Une fois stérilisé, le chat errant devient un chat libre, un statut officiellement créé en 1999, et qui permet aux communes de capturer, stériliser puis relâcher les chats. Et depuis 2015, la fourrière n'est donc plus la seule option pour les animaux capturés. "Et puis, toutes les communes n'ont pas de fourrière", rappelle Anne Goubard de l'association Félins en détresse. "À Saint-Jean-d'Angély, Madame le Maire n'en a rien à faire des chats, elle a signé une convention avec une fourrière en Gironde."
"Malgré l'obligation du code rural, beaucoup de mairies n’ont pas de fourrière. Au-delà du délai légal de huit jours, la mairie peut décider d'euthanasier l'animal, ou alors les associations supportent le coût de prise en charge, soit environ six euros par jour pour un chat", constate Anne Puggioni, directrice du service chats libres à la fondation 30 Millions d'Amis. "Ou alors les fourrières euthanasient au neuvième jour, car il n'y a pas de solutions."
Les associations peuvent aussi se heurter à l'incompréhension, par exemple lorsque les chats, une fois stérilisés, sont réinstallés dans leur milieu de vie, et cela, pour éviter tout risque de recolonisation. "J'ai en tête l'exemple d'une dame, dont la chatte avait donné naissance à des chatons.

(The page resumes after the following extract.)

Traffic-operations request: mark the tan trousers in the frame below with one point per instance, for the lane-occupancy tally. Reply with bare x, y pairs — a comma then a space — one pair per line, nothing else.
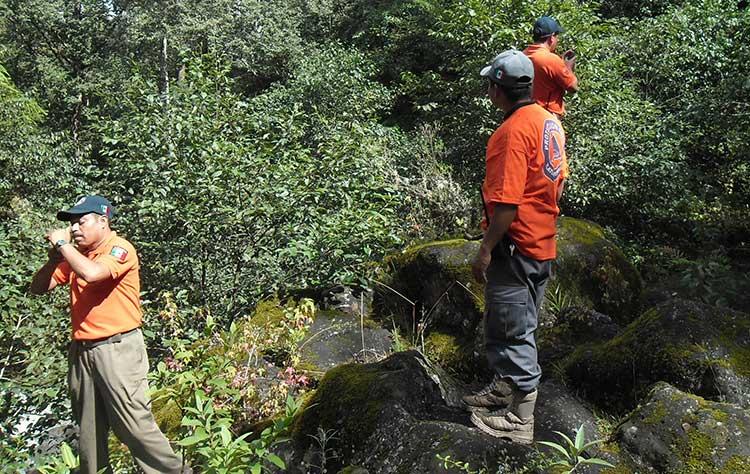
108, 390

Une fois stérilisés, on les a remis à cet endroit, mais on nous a dit que c'était trop cher d'acheter des croquettes", déplore Sabine Ganteille.
La gestion des chats libres dépasse en effet le seul sujet de la stérilisation. Chaque mois, Félins en détresse consacre au moins 3 000 euros aux frais vétérinaires, voire entre 5 000 et 6 000 euros aux frais vétérinaires au printemps, quand les chattes donnent naissance à leurs petits. L'association est aussi en recherche de familles d'accueil : "les frais vétérinaires, l'alimentaire, tout augmente et les associations ferment les unes après les autres."
La réponse législative pourrait-elle être la solution ?
En 2020, l'État décide de lancer un grand plan de lutte contre l'abandon des animaux de compagnie. Un de ses leviers : des aides financières versées aux refuges et aux associations pour mener différentes actions, parmi lesquelles des opérations de stérilisation. Au niveau national, l'enveloppe de 29 millions d'euros contribue à financer 101 campagnes de stérilisation sont financées par le plan France Relance. À Niort, Pas de chats sans toit en a bénéficié à partir de 2022, pour une aide totale d'environ 4 000 euros. Sa présidente, Krystel, estime "que cette aide de trois millions d'euros qui vient d'être annoncée, c'est peut-être une façon de continuer France Relance."
Constater que c'est un problème de société, c’est bien, donner de l'argent, c’est bien, mais ça consiste en quoi exactement ?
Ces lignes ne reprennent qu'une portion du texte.